Welcome to Last Week Was a Beta, our Monday look back on the big stories in tech last week.
I haven’t been reading comic books much lately, but I hope someone has come up with a supervillain native to the tech industry. Someone Lex Luthor-like, madly cackling at their platform’s leviathan-like powers. The villain should have access to vastly more information than any of the heroes, and yet his great weakness should be an incurable myopia. Despite his enormous access to data, he can just never quite see beyond his very privileged and sheltered perspective.
If Marvel Comics hasn’t scratched this cultural itch, one of its writers should take a close look at Uber CEO Travis Kalanick for inspiration. The hits just keep coming from the current king of unicorns. The Information broke a story last week about its software dubbed “Hell,” which would pretend to be Lyft riders all over the place in order to figure out where its competitor had a lot of drivers available.
Cleaning up all of Uber’s messes proved too much for its head of public relations. Rachel Whetstone told Recode that she would step down from the company.
I can’t imagine why.
Meanwhile Facebook crowed that Instagram’s Stories feature had 200 million daily active users, putting it above the 158 million daily active users number claimed by Snapchat in its IPO documents. Instagram Stories is basically Snapchat built inside Instagram (which Facebook owns). In other words, the social media superpower wants to crush the insurgent.
Still, even as the underdog, it is hard to view Snap, Inc as any sort of hero. It’s more like the Green Goblin targeting Dr. Octopus. Last week, an ex-employee claimed that Evan Spiegel had said that the app is for rich people during an internal meeting, according to Variety, and that he didn’t have any interest in growth in the developing world. Spiegel is backpedaling now, but the company’s IPO documents basically said the same thing, as we reported shortly after they were released. The company wants to sell ads and it wants advertisers to know it can reach people with lots of money to spend.
What else would you call it?
Apple CEO Tim Cook is the most secretive of technology’s larger than life characters. His company wants nothing known about what it’s doing until its next product is 100 percent ready. We have long known that it has been hiring experts in autonomous vehicles and last week documents surfaced showing it had sought permission from California regulators to test self-driving vehicles.
Silicon Valley’s illuminati must be in a panic over Apple’s entrance into this market. Lots of companies got into this business a long time ago, but lots of companies had been in cell phones for a long time, too, and then Apple dropped the iPhone.
But the shadowiest egomaniacs may not be in for-profit life. Last week the Shadowbrokers, an elite hacker group, released a massive dump of tools used to exploit vulnerable computers running Windows, which the group had stolen from the National Security Agency. Holding onto vulnerabilities is profoundly antisocial behavior on the part of the government. If the NSA finds a way to break into a computer, anyone else can find it too. The right thing to do is to disclose the vulnerability to the company that makes the compromised product, so that they can issue a patch to protect the public.

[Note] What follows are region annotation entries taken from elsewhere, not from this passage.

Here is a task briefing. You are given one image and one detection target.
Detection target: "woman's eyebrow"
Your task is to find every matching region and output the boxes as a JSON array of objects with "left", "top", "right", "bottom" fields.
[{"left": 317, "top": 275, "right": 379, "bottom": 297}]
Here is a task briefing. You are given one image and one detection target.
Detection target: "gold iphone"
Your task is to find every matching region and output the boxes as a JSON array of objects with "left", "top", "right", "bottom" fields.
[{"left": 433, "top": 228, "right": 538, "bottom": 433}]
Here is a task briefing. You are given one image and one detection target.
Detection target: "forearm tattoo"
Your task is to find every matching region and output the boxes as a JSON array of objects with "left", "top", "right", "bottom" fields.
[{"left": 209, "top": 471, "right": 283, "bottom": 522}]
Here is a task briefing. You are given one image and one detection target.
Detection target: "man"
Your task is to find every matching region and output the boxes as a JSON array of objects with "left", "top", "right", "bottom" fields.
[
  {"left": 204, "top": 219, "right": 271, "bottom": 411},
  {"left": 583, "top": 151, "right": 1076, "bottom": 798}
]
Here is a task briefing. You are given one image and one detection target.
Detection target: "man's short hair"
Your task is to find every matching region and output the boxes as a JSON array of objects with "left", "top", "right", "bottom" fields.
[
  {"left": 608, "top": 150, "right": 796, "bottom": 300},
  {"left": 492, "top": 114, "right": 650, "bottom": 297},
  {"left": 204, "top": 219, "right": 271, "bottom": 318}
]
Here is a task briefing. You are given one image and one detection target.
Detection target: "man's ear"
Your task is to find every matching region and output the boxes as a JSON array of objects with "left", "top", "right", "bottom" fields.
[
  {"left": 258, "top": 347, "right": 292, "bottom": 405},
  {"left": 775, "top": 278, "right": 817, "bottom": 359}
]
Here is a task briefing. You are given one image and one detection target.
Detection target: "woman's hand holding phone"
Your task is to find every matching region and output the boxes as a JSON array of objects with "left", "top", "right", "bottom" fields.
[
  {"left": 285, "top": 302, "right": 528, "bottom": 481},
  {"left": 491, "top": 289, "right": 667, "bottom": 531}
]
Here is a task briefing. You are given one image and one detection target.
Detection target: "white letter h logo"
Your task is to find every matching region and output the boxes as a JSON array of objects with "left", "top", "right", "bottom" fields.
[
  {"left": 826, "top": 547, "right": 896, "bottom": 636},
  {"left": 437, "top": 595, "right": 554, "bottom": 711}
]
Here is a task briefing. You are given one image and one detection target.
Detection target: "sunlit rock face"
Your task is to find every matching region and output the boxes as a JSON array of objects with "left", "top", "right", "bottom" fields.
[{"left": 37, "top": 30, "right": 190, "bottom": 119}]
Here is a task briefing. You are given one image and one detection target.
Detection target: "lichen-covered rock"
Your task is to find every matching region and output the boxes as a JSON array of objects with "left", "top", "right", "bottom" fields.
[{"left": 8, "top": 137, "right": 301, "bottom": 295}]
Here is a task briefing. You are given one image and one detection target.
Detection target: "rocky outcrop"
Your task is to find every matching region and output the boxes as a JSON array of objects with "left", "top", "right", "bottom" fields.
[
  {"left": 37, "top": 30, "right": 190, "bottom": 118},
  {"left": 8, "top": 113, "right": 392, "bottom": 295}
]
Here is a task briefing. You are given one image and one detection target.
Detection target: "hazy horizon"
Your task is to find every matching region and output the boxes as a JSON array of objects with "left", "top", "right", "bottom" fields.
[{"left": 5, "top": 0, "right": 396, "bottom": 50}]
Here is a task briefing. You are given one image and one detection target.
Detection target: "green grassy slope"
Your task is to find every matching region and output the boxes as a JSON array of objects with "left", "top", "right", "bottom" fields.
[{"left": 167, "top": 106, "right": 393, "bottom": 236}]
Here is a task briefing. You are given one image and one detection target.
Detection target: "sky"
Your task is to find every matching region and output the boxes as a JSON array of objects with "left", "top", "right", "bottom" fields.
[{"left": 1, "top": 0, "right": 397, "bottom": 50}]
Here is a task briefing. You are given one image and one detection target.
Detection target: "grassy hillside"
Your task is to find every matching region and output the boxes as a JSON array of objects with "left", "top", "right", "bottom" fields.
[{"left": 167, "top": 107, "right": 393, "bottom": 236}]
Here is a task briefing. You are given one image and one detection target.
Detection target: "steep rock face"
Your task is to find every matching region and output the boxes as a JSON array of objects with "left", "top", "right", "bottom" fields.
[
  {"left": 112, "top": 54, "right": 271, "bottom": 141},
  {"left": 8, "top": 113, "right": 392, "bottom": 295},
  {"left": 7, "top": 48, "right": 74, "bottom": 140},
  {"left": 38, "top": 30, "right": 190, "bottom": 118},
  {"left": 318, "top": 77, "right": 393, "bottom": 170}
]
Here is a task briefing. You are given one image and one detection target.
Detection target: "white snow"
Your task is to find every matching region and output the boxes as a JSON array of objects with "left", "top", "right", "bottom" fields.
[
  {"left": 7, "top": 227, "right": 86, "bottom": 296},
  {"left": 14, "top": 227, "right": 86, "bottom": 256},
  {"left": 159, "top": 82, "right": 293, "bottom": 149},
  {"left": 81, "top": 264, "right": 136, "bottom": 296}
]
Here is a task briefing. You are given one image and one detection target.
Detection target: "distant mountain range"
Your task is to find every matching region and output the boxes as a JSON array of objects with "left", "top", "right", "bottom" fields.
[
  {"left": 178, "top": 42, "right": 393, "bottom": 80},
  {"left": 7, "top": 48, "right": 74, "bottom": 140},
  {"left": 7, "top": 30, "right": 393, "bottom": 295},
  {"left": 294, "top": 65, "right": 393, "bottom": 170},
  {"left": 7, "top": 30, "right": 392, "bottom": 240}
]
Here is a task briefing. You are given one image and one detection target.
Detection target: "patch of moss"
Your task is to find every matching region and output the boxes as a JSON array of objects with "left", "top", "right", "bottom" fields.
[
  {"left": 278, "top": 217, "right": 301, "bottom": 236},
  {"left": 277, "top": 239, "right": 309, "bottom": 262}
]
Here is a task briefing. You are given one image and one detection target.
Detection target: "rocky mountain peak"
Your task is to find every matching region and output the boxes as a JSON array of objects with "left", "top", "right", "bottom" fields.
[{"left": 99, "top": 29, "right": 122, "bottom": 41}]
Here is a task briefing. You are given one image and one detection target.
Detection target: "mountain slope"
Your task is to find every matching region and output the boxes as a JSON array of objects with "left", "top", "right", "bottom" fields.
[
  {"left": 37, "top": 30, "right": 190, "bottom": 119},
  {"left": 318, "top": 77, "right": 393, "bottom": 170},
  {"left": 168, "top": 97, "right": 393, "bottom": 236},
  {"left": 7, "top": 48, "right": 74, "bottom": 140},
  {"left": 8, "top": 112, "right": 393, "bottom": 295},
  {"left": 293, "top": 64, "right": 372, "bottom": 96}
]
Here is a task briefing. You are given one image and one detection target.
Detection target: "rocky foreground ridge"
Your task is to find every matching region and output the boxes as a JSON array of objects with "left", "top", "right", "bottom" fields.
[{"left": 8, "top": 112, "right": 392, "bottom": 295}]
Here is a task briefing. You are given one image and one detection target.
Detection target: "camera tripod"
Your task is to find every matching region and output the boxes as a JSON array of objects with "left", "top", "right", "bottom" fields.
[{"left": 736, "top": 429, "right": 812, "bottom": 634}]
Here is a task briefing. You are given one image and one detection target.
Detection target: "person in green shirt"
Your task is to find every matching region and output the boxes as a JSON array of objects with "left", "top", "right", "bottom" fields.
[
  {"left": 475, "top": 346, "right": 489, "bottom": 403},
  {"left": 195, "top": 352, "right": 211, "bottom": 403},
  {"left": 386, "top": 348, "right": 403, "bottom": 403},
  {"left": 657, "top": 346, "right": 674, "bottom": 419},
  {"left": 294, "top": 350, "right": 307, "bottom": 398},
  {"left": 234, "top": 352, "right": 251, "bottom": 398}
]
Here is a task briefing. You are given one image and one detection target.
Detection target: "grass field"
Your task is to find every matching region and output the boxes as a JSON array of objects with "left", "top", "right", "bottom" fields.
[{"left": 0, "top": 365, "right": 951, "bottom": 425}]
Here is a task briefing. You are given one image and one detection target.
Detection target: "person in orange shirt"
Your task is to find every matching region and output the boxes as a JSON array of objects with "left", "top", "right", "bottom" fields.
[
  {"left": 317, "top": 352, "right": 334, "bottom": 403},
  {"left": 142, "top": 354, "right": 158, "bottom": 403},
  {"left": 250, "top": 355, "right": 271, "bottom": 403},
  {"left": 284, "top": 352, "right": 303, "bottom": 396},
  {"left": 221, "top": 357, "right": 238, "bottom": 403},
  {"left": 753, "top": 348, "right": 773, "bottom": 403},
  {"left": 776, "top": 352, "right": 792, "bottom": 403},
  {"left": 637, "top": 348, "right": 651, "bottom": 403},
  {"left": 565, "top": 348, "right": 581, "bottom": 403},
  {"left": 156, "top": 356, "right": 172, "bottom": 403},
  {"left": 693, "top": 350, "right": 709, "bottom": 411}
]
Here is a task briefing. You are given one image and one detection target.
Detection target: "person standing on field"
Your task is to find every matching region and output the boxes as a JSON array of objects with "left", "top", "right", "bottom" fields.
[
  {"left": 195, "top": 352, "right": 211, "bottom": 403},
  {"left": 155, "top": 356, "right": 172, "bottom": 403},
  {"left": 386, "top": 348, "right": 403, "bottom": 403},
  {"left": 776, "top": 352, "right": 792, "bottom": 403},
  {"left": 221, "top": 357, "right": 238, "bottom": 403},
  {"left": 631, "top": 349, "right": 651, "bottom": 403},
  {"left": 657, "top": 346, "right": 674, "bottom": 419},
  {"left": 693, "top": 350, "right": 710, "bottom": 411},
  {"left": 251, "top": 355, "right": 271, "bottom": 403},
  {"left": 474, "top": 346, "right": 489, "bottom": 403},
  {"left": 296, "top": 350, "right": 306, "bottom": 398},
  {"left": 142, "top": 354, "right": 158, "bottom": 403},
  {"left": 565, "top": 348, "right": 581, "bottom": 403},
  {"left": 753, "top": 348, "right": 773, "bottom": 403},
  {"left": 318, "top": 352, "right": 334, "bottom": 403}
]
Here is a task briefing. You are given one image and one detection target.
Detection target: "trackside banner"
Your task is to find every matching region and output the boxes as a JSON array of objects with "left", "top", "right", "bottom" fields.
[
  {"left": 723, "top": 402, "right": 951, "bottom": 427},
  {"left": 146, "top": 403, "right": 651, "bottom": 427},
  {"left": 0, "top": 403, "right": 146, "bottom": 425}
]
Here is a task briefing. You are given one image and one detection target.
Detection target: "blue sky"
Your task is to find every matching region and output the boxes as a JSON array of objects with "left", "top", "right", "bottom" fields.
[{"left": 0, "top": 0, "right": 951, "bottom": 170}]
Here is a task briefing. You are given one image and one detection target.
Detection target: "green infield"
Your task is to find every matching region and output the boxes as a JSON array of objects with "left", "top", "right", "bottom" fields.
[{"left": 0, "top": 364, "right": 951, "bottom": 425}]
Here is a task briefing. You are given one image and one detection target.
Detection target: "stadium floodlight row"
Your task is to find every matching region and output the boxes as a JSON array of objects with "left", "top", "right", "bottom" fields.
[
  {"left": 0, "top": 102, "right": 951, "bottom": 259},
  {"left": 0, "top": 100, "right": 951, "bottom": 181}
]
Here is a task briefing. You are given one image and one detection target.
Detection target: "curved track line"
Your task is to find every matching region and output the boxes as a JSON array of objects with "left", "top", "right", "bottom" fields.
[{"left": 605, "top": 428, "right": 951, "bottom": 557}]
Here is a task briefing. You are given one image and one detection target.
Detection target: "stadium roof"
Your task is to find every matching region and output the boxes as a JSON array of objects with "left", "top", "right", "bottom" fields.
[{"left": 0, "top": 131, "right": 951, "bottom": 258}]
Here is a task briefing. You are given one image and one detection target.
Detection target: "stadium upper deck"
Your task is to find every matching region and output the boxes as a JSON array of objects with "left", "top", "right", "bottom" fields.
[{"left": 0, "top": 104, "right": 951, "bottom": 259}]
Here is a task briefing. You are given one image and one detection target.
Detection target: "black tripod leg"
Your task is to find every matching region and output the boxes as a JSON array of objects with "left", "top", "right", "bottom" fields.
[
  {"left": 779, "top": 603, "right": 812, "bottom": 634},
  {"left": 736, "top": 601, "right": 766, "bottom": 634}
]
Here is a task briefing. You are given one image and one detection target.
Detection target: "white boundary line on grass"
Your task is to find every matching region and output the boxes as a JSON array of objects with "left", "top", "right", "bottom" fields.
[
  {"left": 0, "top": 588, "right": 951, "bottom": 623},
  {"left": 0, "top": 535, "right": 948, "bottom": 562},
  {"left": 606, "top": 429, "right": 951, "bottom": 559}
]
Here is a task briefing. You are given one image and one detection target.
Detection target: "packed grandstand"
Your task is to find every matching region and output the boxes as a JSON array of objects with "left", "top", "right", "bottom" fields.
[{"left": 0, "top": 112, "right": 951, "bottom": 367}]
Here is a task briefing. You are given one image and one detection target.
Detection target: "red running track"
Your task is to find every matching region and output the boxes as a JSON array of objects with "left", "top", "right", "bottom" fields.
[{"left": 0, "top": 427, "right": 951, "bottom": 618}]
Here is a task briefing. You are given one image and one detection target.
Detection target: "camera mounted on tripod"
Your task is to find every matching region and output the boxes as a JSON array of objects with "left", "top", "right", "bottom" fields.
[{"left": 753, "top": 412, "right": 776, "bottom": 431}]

The good news: Microsoft says it has fixed all the leaky pipes. Speaking of super-villainy, it’s hard to remember the last time Microsoft did something really evil. It’s a big company, so I’m sure it’s no angel on a day-to-day basis, but it hasn’t done anything like forcing software on people who don’t want it for a very long time. Maybe Microsoft has become sort of like early-90s Magneto, from the X-Men comics: largely reformed, still hugely powerful and always with the potential to turn fully bad again, given the right opportunity or provocation.
The littlest giant of social media, Twitter, got a challenger that broke into the public imagination last week. Following the outrage (outrage, I say!) at Twitter’s update to how replies work, many tech reporters eagerly wrote gushing stories about Mastodon, an open source social network. Most of them got the service wrong, in one way or another. In short, Mastodon is social networking software, and anyone can copy it, modify it and deploy it on their own server. This means that each installation can set up its own norms and rules, but there is no one big set of rules for Mastodon. Just lots of little ones. Like email, they can all interact with each other, too.
Find all the instances here. I’m on a few. It’s fun.
Bad news for the old arch-villains of industry: the fossil fuel monsters. Last year, investors spent twice as much on renewable energy sources as they did on the nasty old kind, according to Ars Technica. Still, it marked a drop in total investment, but don’t fret—developers were able to put more capacity online with less money than ever before, because humanity has been getting better at this.
Speaking of yesterday’s economy, a familiar brand from the pre-internet days had some fun with the king of the web, Google, last week. Burger King made an ad that tricked many Google Home devices into reciting the recipe for its Whoppers aloud.
It’s a nice reminder that when we invite the tech giants to listen all the time inside our homes, there can be unintended consequences. A better way to put it might be: would you buy a smart home from Dr. Doom?